The question is not really to do with linearisation. In case-classes toString is a method automatically generated by the compiler if and only if Any.toString is not overridden in the end-type.
However, the answer is partly to do with linearisation - we need to override Function1.toString with the method that would have been generated by compiler if not for the version introduced by Function1 :
trait ProperName extends Product {
override lazy val toString = scala.runtime.ScalaRunTime._toString(this)
}
// now just mix in ProperName and... magic!
case class Stepper(step: Int) extends (Int => Int) with ProperName {
def apply(x:Int) = x+step
}
Then
println(Some(2) map Stepper(2))
println(Stepper(2))
Will produce
Some(4)
Stepper(2)
Update
Here is a version of ProperName trait that doesn't rely on the undocumented API method:
trait ProperName extends Product {
override lazy val toString = {
val caseFields = {
val arity = productArity
def fields(from: Int): List[Any] =
if (from == arity) List()
else productElement(from) :: fields(from + 1)
fields(0)
}
caseFields.mkString(productPrefix + "(", ",", ")")
}
}
Alternative toString implementation is derived from the source code for the original _toString method scala.runtime.ScalaRunTime._toString.
Please note that this alternative implementation is still based on the assumption that a case class always extends Product trait. Although the latter holds true as of Scala 2.9.0 and is a fact that is known to and relied upon by some members of Scala community it's not formally documented as part of Scala Language Spec.

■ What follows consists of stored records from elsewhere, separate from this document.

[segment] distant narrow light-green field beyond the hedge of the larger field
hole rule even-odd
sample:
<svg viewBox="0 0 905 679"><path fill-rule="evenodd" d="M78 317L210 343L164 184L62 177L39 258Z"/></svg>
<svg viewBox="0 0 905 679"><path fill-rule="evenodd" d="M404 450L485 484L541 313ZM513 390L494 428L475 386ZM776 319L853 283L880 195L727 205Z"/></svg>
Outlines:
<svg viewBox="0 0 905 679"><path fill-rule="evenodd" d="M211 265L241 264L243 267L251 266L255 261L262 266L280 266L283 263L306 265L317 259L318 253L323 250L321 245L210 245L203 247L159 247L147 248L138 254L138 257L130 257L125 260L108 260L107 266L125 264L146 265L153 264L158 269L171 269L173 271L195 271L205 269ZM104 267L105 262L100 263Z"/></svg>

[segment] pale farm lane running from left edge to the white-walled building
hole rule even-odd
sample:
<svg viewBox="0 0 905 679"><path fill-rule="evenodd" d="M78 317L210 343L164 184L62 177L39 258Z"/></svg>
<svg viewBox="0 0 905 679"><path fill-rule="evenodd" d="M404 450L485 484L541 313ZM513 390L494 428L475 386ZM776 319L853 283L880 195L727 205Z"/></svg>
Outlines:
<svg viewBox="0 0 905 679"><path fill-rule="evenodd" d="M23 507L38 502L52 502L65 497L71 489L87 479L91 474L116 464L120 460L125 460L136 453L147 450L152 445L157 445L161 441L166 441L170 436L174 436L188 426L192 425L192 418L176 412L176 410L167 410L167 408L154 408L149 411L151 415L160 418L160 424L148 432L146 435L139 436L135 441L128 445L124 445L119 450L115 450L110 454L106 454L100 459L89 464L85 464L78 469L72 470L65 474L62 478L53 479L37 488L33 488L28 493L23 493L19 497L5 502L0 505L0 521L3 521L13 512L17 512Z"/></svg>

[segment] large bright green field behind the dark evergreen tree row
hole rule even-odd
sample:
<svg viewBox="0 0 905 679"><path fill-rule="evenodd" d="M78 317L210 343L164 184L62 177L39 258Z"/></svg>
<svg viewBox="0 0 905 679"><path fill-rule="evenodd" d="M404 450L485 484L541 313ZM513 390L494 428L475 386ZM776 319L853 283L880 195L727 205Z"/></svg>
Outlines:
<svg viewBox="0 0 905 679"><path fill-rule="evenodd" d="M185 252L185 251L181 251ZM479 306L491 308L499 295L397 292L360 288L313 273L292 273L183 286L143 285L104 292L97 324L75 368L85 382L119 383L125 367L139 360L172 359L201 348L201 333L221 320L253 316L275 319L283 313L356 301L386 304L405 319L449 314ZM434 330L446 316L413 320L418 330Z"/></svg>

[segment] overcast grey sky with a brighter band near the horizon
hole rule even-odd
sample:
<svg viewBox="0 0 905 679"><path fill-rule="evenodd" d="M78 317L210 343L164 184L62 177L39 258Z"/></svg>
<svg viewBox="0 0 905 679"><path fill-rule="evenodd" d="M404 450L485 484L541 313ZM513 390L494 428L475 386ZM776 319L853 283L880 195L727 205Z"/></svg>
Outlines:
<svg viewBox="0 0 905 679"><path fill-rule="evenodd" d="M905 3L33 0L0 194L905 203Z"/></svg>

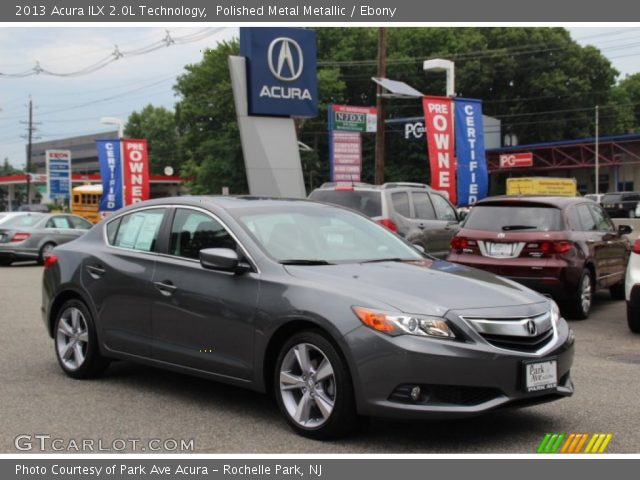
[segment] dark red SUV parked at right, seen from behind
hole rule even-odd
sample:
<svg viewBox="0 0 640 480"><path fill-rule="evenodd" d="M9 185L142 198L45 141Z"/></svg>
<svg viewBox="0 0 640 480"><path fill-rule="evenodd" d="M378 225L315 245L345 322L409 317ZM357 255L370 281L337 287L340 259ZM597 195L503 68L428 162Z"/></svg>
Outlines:
<svg viewBox="0 0 640 480"><path fill-rule="evenodd" d="M631 230L583 198L490 197L473 207L447 260L549 294L565 316L583 319L596 289L624 298Z"/></svg>

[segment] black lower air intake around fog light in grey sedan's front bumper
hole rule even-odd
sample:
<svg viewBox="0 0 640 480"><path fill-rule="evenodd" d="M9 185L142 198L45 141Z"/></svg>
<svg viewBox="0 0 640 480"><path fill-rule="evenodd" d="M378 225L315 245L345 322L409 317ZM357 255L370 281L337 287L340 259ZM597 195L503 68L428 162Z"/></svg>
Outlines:
<svg viewBox="0 0 640 480"><path fill-rule="evenodd" d="M422 395L417 401L411 399L411 390L419 386ZM418 405L463 405L472 406L488 402L502 396L497 388L468 387L458 385L400 385L396 388L389 400L401 403Z"/></svg>

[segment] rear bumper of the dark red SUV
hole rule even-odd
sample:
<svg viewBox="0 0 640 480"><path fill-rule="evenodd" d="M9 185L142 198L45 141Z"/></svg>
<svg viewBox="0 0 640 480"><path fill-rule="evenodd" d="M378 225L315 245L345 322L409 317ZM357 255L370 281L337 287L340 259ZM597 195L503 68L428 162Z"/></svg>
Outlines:
<svg viewBox="0 0 640 480"><path fill-rule="evenodd" d="M564 300L578 288L582 268L557 258L495 259L481 255L452 253L450 262L485 270L518 282L537 292Z"/></svg>

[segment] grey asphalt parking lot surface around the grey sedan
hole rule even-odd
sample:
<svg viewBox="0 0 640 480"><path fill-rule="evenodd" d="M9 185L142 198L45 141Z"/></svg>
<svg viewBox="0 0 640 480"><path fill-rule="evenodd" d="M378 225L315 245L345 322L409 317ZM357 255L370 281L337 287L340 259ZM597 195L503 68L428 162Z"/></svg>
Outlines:
<svg viewBox="0 0 640 480"><path fill-rule="evenodd" d="M239 388L127 362L98 380L66 377L40 318L41 276L30 263L0 267L2 453L18 452L17 436L38 434L107 445L193 439L201 453L534 453L547 432L613 433L608 453L640 452L640 336L627 328L624 302L607 292L589 320L571 322L572 398L464 421L376 419L355 437L323 443L295 435L274 402Z"/></svg>

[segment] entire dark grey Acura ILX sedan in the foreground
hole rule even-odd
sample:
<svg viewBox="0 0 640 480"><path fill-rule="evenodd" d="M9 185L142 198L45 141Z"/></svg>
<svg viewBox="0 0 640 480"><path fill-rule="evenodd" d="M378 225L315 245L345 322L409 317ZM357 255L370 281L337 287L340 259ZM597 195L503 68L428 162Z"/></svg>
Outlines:
<svg viewBox="0 0 640 480"><path fill-rule="evenodd" d="M47 257L42 311L71 377L124 359L271 392L312 438L573 393L553 301L305 200L128 207Z"/></svg>

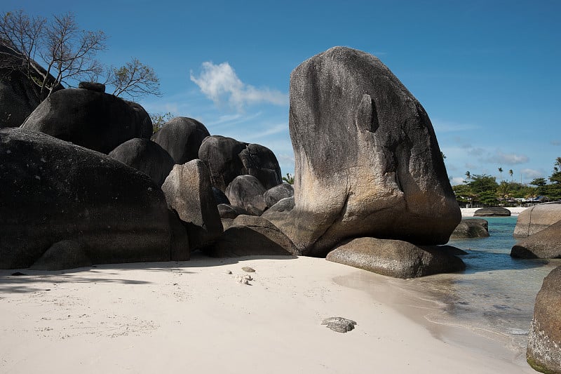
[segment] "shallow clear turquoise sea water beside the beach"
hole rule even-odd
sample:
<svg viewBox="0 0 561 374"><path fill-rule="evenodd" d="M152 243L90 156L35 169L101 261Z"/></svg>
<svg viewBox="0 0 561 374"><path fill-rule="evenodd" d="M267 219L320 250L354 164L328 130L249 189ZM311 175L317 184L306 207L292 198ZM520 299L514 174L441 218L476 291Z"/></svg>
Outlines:
<svg viewBox="0 0 561 374"><path fill-rule="evenodd" d="M400 286L430 293L442 303L440 311L427 319L495 335L511 349L525 352L536 295L543 278L561 260L511 258L517 218L485 219L489 237L449 242L468 253L460 256L466 263L464 272L427 276Z"/></svg>

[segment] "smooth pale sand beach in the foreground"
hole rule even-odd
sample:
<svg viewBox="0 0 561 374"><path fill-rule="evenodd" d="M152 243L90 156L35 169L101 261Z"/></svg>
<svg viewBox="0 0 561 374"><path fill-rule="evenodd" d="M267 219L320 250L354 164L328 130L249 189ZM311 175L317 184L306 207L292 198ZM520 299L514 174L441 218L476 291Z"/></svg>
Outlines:
<svg viewBox="0 0 561 374"><path fill-rule="evenodd" d="M427 321L422 295L324 259L20 271L0 270L0 373L534 373L500 340Z"/></svg>

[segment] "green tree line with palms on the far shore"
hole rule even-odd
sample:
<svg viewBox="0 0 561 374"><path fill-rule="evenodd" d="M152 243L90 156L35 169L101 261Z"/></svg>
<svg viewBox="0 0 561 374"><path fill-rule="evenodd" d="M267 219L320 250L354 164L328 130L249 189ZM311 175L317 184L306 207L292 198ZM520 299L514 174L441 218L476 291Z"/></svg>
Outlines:
<svg viewBox="0 0 561 374"><path fill-rule="evenodd" d="M472 175L466 171L464 184L452 186L456 199L460 206L499 206L513 205L513 199L543 199L548 201L561 200L561 157L555 159L553 173L550 175L549 182L546 178L534 178L529 185L513 181L513 171L508 174L511 181L502 180L503 169L499 168L501 181L496 182L496 178L487 174Z"/></svg>

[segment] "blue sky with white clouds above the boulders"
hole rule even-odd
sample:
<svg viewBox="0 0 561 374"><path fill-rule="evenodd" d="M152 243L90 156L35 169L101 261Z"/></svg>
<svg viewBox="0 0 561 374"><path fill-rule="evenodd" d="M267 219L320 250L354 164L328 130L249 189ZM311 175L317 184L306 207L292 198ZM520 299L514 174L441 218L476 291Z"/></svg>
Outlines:
<svg viewBox="0 0 561 374"><path fill-rule="evenodd" d="M561 1L26 1L0 11L72 11L107 33L109 65L131 57L161 79L148 112L190 116L257 142L293 173L290 72L332 46L377 55L425 107L452 184L471 174L529 182L561 156Z"/></svg>

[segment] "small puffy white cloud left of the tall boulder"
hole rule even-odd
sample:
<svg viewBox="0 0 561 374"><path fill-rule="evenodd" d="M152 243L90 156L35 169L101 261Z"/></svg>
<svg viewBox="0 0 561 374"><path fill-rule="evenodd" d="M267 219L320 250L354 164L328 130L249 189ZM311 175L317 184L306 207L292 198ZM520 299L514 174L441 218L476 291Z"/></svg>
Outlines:
<svg viewBox="0 0 561 374"><path fill-rule="evenodd" d="M197 77L191 72L193 81L207 98L222 105L224 101L238 111L243 111L245 105L268 102L274 105L287 105L288 95L270 88L255 88L244 84L238 78L228 62L215 65L210 61L203 62L201 74Z"/></svg>

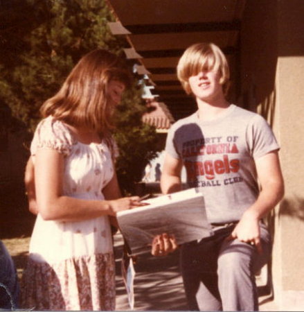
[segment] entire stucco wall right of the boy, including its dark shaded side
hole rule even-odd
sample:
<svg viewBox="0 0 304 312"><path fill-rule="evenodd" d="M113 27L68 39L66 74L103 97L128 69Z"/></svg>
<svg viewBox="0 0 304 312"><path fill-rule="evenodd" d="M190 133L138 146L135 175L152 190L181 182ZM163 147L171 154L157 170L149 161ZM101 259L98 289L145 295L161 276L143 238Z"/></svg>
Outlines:
<svg viewBox="0 0 304 312"><path fill-rule="evenodd" d="M249 0L241 36L241 101L269 121L280 143L285 198L269 217L280 309L304 306L304 1Z"/></svg>

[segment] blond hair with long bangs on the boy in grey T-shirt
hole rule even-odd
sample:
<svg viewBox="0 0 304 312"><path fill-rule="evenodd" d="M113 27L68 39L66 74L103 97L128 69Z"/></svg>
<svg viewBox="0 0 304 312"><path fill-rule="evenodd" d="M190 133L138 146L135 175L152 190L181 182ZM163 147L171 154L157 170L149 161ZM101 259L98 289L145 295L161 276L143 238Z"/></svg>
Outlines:
<svg viewBox="0 0 304 312"><path fill-rule="evenodd" d="M229 66L224 53L213 43L193 44L181 55L177 64L177 77L187 94L192 93L188 82L190 76L195 76L202 70L218 71L223 92L228 92Z"/></svg>

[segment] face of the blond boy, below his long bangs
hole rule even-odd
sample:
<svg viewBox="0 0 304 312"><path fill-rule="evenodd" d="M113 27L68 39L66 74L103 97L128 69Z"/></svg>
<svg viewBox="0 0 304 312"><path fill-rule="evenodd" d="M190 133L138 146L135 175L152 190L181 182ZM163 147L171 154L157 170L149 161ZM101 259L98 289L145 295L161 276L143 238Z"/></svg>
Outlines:
<svg viewBox="0 0 304 312"><path fill-rule="evenodd" d="M188 82L195 97L202 101L212 101L222 94L218 71L202 69L196 75L190 76Z"/></svg>

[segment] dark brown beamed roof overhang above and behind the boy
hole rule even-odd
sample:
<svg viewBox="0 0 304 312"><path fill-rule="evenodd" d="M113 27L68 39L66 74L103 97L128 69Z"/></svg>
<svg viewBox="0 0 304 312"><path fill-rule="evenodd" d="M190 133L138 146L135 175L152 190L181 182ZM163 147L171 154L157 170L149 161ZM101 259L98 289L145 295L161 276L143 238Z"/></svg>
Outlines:
<svg viewBox="0 0 304 312"><path fill-rule="evenodd" d="M127 58L150 78L152 94L175 120L196 110L177 80L177 62L197 42L213 42L226 54L231 80L238 77L239 33L246 0L107 0L116 15L112 33L125 35ZM235 84L233 84L235 86ZM237 90L231 89L231 96Z"/></svg>

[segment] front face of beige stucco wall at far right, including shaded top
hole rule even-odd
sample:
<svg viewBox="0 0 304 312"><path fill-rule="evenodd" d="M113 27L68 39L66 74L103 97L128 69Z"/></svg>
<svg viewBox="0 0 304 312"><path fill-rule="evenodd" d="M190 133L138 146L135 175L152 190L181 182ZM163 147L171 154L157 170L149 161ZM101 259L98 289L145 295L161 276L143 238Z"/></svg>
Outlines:
<svg viewBox="0 0 304 312"><path fill-rule="evenodd" d="M280 207L283 291L304 306L304 1L278 1L278 102L285 200ZM302 299L296 298L296 292ZM287 302L283 302L286 304Z"/></svg>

EDIT: What about overriding toString?
case class Stepper(step: Int) extends (Int => Int) {
def apply(x: Int) = x + step
override def toString = "Stepper(" + step + ")"
}
You can use an implicit conversion to have Stepper treated like a function only when necessary:
case class Stepper(step: Int) { def apply(x: Int) = x + step }
implicit def s2f(s: Stepper) = new Function[Int, Int] {
def apply(x: Int) = s.apply(x)
}
Now you get the case class's toString when you call Stepper(42).toString, but Some(2) map Stepper(2) also works as desired.
(Note that I've been more verbose than necessary above to keep the mechanics clear. You can also write implicit def s2f(s: Stepper) = s.apply _ or any number of other more concise formulations).